Le marketing sur les réseaux sociaux doit se réorienter

Avant de plonger la tête la première dans les réseaux sociaux, les professionnels du marketing doivent se demander comment approcher la communauté, tout particulièrement ses usagers réguliers et importants qui sont les plus susceptibles de répandre viralement leur enthousiasme pour un nouveau produit ou service. Comme étude de cas, il faut observer Victoria’s Secret dans la campagne de PINK®, qui a réussi avec son approche fine des réseaux sociaux. Les professionnels du marketing doivent :

  • Rompre avec les tactiques traditionnelles du marketing. Pour être présents sur les réseaux sociaux, ils importent souvent ce qu'ils considèrent comme les éléments les plus novateurs de leur Site Web - vidéos, jeux en ligne et concours interactifs. Mais sur un réseau social, ces éléments peuvent tomber à plat ; comme cela a été dit, l'usager d'un réseau social veut participer à une conversation ou bâtir une relation, et ne pas rester spectateur sur le bas-côté. Le Victoria’s Secret a utilisé sa présence sur Facebook et MySpace pour encourager les usagers à discuter de leurs dernières offres en lingerie, mettre en ligne des photos, télécharger des environnements et des logos sur leurs propres pages pour favoriser la diffusion virale de la campagne.
  • Favoriser les relations amicales. À première vue, il peut paraître ridicule de devenir un « ami » d'une marque - après tout l'amitié concerne les relations entre les personnes, pas vraiment entre une personne et une société commerciale. Mais les pages de marketing sur les réseaux sociaux peuvent être un endroit où des amis construisent une forte relation avec la marque. Par exemple, le profil du Victoria’s Secret de PINK avait 203.000 amis sur MySpace et 314.000 membres sur Facebook fin mars 2007. Cela signifie que le logo de PINK apparait sur plus de 500.000 profils, qui suggèrent à leurs amis de cliquer dessus et de visiter la page du profil du Victoria’s Secret.
  • Renouveler régulièrement le contenu. Comme dans toutes relations, les même sujets de conversations à table sont vite éventés. Les professionnels du marketing doivent avoir une stratégie pour motiver leurs plus fervents fans - quelles interactions, contenus et dispositifs feront que les usager reviendront encore et encore. Dans le cas du Victoria’s Secret, le dispositif actualise le profil, avec les produits, les promotions, aussi bien que les photos de célébrités prises dans les dernières réceptions de PINK.

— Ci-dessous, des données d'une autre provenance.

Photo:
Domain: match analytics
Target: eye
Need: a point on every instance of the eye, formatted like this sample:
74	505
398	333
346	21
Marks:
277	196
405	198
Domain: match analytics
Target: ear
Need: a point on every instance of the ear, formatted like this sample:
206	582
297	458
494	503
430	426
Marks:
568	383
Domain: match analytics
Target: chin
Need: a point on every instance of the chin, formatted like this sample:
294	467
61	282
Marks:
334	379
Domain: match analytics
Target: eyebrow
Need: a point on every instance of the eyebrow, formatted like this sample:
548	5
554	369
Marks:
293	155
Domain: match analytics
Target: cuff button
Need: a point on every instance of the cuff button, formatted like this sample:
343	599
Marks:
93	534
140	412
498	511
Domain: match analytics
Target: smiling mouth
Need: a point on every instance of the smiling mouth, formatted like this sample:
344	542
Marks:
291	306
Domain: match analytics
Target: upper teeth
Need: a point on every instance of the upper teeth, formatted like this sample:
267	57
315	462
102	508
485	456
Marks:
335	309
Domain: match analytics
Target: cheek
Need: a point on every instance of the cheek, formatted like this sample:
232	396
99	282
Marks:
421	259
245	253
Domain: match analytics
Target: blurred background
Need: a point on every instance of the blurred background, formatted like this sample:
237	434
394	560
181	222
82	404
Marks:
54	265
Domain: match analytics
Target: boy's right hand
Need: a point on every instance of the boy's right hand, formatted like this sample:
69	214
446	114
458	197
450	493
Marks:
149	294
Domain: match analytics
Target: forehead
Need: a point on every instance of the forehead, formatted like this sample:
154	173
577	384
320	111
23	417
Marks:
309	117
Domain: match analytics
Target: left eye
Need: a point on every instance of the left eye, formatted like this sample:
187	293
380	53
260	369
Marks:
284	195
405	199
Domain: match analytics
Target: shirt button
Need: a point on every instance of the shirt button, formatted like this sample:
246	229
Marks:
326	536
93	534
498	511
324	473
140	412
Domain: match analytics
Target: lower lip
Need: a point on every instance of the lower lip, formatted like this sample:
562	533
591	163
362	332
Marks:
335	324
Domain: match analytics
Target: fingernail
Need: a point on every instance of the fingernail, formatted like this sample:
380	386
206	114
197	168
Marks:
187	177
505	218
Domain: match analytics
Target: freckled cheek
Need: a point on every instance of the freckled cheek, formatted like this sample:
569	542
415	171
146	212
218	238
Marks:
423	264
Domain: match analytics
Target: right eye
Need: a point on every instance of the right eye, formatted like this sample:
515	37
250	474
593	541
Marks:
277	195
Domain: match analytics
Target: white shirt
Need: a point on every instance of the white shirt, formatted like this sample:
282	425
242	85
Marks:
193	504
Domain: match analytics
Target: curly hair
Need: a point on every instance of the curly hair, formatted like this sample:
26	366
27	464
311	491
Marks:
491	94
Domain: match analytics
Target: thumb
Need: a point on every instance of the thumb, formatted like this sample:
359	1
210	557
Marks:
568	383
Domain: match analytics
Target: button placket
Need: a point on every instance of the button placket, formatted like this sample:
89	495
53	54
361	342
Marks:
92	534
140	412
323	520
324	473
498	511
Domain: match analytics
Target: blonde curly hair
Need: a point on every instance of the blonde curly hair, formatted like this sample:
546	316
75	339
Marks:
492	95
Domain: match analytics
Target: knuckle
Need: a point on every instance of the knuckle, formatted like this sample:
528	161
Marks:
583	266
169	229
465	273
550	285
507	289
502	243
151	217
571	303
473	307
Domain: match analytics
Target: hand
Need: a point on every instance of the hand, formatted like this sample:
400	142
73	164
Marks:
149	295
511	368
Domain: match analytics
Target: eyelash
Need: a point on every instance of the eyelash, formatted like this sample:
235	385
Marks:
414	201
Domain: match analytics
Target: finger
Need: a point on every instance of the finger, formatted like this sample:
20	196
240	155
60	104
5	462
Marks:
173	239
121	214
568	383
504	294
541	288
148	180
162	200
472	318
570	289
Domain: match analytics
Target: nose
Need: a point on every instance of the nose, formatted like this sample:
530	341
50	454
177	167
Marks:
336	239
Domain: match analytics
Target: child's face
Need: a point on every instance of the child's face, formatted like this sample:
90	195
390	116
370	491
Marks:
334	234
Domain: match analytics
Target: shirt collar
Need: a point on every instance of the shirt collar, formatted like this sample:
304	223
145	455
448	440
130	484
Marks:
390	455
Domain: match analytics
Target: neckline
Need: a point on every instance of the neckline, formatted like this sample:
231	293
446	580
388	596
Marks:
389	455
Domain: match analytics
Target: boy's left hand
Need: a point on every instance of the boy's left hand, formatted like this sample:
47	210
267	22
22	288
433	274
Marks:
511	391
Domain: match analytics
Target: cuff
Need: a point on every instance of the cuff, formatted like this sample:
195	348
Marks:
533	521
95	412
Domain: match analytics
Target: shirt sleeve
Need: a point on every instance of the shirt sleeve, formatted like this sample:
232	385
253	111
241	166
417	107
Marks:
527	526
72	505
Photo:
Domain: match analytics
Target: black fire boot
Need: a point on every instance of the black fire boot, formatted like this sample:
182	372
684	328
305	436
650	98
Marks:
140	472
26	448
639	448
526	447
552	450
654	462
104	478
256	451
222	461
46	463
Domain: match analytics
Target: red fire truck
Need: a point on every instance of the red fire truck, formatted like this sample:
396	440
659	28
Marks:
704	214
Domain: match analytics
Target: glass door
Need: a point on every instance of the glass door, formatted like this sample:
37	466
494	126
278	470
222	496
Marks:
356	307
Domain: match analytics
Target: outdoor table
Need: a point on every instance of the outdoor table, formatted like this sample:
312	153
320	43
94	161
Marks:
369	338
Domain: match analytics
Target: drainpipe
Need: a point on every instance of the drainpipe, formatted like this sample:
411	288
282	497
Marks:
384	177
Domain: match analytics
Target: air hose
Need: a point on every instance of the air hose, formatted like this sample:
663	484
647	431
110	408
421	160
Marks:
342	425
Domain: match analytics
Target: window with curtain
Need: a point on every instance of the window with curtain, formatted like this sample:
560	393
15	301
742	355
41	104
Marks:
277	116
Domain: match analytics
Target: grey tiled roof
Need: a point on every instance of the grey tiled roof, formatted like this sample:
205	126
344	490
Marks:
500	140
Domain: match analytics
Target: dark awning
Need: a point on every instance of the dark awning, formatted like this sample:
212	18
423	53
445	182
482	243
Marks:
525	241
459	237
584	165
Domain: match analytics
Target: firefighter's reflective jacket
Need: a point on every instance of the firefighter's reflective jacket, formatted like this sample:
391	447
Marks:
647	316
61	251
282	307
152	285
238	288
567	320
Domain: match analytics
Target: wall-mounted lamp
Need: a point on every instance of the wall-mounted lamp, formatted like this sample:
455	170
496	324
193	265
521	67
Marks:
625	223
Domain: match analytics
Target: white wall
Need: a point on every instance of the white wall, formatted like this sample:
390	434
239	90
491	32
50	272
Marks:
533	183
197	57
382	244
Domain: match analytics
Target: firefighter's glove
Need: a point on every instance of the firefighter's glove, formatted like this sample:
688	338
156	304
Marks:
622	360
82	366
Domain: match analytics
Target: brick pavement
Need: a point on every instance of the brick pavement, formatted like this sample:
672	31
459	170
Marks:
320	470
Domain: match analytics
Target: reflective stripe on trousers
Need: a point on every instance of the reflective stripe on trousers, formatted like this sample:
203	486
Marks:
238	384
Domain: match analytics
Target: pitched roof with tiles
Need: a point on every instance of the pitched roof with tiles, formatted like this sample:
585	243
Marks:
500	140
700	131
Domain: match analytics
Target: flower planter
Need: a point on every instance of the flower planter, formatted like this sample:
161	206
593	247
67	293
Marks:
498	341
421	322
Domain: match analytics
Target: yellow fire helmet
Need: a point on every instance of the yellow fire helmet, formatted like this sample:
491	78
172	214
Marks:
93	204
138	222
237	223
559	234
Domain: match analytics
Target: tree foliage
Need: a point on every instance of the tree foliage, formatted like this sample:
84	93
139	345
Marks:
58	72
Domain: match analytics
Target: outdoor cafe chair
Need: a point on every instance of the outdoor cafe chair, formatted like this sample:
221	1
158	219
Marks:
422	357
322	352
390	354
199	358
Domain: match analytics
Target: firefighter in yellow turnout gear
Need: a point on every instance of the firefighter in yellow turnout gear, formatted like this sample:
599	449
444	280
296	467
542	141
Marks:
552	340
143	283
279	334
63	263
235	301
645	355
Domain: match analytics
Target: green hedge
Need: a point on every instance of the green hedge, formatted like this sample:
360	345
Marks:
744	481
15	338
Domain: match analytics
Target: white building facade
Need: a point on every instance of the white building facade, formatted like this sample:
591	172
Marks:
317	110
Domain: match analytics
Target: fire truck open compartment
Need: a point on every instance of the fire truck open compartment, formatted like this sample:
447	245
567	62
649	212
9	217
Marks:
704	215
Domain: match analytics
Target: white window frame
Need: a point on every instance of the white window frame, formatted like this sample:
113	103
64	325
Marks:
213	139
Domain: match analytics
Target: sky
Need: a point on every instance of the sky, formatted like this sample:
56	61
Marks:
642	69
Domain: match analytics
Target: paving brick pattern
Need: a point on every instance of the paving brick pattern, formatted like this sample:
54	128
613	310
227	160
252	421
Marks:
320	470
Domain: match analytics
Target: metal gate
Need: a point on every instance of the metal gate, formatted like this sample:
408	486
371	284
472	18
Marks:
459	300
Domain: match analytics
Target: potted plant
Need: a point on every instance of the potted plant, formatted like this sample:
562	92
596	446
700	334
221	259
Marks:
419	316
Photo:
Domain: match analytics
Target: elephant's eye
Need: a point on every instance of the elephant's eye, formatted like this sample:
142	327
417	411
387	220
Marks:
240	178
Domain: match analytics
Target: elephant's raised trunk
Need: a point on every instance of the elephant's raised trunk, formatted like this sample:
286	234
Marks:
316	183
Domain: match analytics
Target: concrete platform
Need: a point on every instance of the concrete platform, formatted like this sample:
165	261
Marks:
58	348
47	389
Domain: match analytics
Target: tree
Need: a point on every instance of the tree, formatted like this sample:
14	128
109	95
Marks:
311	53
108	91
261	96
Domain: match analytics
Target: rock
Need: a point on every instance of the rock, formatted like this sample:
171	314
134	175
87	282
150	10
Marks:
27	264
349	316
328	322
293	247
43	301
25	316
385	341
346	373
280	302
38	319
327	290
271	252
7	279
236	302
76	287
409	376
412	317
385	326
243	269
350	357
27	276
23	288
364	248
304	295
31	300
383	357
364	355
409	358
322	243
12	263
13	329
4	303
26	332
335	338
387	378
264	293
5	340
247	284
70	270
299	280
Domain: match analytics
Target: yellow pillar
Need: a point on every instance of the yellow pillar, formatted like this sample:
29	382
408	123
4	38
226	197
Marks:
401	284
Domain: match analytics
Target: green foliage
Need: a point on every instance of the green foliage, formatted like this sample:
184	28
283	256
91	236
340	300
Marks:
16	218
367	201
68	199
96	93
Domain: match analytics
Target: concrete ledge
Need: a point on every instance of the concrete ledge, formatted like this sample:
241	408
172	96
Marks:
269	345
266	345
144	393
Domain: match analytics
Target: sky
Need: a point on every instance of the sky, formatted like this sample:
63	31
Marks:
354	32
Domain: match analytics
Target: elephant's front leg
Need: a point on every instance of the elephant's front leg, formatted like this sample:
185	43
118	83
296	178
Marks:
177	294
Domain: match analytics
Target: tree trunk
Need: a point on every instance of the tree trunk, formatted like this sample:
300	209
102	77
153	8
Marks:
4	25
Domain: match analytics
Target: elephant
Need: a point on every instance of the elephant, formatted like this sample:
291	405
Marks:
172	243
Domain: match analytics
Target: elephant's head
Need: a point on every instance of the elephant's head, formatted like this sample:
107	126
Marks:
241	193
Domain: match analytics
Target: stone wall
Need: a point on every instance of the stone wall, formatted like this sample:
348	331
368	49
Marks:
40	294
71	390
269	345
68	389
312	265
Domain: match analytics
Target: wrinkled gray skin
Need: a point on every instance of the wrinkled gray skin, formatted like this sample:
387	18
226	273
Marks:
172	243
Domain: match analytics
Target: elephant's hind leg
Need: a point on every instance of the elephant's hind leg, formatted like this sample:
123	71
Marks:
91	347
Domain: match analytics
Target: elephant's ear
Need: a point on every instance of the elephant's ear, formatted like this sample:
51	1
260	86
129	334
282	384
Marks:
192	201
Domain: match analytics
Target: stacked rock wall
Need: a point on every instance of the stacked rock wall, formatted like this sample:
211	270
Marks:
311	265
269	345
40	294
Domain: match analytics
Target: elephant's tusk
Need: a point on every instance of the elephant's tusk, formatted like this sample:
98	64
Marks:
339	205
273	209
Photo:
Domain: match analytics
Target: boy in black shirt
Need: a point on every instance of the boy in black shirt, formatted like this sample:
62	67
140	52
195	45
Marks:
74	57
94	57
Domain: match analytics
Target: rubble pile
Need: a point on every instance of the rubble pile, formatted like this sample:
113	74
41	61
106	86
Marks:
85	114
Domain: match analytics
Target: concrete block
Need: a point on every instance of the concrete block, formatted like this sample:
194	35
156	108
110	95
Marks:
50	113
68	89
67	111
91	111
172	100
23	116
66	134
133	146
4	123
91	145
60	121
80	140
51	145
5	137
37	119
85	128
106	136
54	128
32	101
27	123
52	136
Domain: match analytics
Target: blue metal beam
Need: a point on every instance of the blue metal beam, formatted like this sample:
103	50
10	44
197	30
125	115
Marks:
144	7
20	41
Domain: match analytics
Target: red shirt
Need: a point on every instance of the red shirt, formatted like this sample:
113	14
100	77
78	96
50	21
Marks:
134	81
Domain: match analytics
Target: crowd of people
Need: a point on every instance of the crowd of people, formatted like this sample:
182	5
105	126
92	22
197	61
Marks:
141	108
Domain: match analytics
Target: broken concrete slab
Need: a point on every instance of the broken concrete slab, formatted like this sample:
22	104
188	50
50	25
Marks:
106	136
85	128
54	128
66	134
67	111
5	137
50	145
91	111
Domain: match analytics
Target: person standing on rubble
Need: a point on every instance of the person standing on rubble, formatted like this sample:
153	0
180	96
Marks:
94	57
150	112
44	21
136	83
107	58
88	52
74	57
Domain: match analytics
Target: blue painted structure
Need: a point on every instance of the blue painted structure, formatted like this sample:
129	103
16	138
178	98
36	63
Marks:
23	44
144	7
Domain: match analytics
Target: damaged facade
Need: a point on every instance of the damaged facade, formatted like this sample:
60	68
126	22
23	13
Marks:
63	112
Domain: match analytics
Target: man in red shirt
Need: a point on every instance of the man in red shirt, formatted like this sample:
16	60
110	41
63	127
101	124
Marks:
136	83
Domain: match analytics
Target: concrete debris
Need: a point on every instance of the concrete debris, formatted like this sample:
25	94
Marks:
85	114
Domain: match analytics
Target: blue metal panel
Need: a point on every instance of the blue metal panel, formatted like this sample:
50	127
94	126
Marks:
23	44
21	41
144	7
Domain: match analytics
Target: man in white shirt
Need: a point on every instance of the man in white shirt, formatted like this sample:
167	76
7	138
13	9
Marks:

Pour ceux qui ne connaissent pas Victoria’s Secret, voici une vidéo : du vrai glamour Yankee, très marqué par une esthétique américaine James Bond Girl, pas vraiment ma tasse de thé, mais cela marche au moins de ce côté de l'Atlantique ! Le sujet explique sans doute une partie du succès, on n'imagine pas le même buzz avec une marque de boites de cassoulet..

Mais ma question est celle-ci : même si on peut imaginer toute sorte de bricolages pour rémunérer une communication virale, fondamentalement, celle-ci doit rester gratuite. Dès lors, comment peut-on construire un modèle d'affaires solide sur ces pratiques qui contredisent l'organisation économique classique de la publicité, où le principe est de payer pour un espace publicitaire ? Il me semble plutôt que ces plate-formes ont vocation à être rachetées par des firmes qui, elles, maîtrisent la régie publicitaire des sites profitant de l'augmentation générée du trafic.

Ce questionnement n'est néanmoins valable que dans le cas où les identités des participants restent virtuelles. La Corée nous offre un contre-exemple de réseau social, très rentable lui, où les participants sont clairement identifiés et donc les transactions peuvent être payantes.. et les usagers plus âgés. Si on fait un petit retour en arrière, le minitel en France présentait les mêmes qualités économiques.